Лишь сегодня я обрел возможность рассказать Вам о губительном пожаре, обратившем в пепел часть нашего города. Все типографии ежедневной печати стали жертвой пламени или были выведены из строя. В настоящее время редакторы гамбургских газет составляют подробные отчеты о постигшем нас бедствии; но, чтобы опубликовать их, они вынуждены прибегать к помощи газет соседних городов. Эти газеты хорошо осведомлены, но, тем не менее, малоизвестны; с другой стороны, разрозненные новости, которые передают за границу жители Гамбурга, находящиеся под впечатлением этого великого несчастья, не всегда точны. Я рассказал бы Вам об этом печальном событии, интересующем всю Европу, раньше, если бы пожар, закончившийся только вчера, мне это позволил. Пожар вспыхнул в ночь с 4 на 5 мая в той части города, что расположена возле порта и Альтштадта; она заполнена складами, и подступы к ней достаточно затруднительны.
То, что дома там были в основном построены из дерева, а также большое количество спиртных напитков и легковоспламеняющихся товаров на складах помогало пожару распространяться. Западный ветер, дувший постоянно, усиливал его еще больше, и ничто на свете не могло предохранить два городских прихода от полного уничтожения. В этих приходах была сосредоточена значительная часть общественных зданий и самых процветающих промышленных предприятий, церквей, известных своей древностью, ратуша и биржа. Вскоре стало понятно, что, несмотря на все принятые меры, укротить огонь невозможно, и тогда было решено разрушить стоявшие ближе всего к очагу пожара дома, чтобы отрезать их от других кварталов.

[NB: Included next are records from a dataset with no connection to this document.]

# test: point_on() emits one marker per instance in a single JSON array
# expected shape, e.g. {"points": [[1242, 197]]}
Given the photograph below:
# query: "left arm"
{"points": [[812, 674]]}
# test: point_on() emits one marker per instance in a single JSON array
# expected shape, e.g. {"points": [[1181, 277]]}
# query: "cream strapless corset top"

Насосы были направлены на стоявшие по другую сторону каналов дома, к которым уже подбиралось пламя; и в самом деле, благодаря такому приему удалось спасти богатые склады в приходе Святой Екатерины. Однако всех усилий целой команды столяров и плотников с трудом хватило для того, чтобы спасти Мясной рынок, построенный из дерева и почти соприкасающийся с Хмелевым рынком возле церкви святого Николая.
Поскольку общественные здания, хотя и более удаленные, могли, несмотря на большую скорость работ по сносу, послужить немалой пищей для огня, городской сенат не колеблясь дал приказ применить порох. В этих обстоятельствах, когда местного опыта не хватало, несколько городских и иногородних инженеров присоединились к горожанам, чтобы осуществить данный способ сноса зданий. Такой прием удался, и огонь, наконец, был отсечен от той части Нойштадта, что обращена к Альтоне. Падение башни святого Николая, которую пытались спасти всеми возможными средствами, разбросало пламя далеко кругом. На вторую ночь сенат собрался под председательством своих достопочтенных руководителей в ратуше, которая, как и старая биржа и банк, находится в центре города. Огонь уже угрожал соседним улицам, узким и промышленным. Приходилось пожертвовать старой биржей и даже ратушей во имя спасения самой богатой части города, которую можно рассматривать как общий торговый склад товаров со всех частей света.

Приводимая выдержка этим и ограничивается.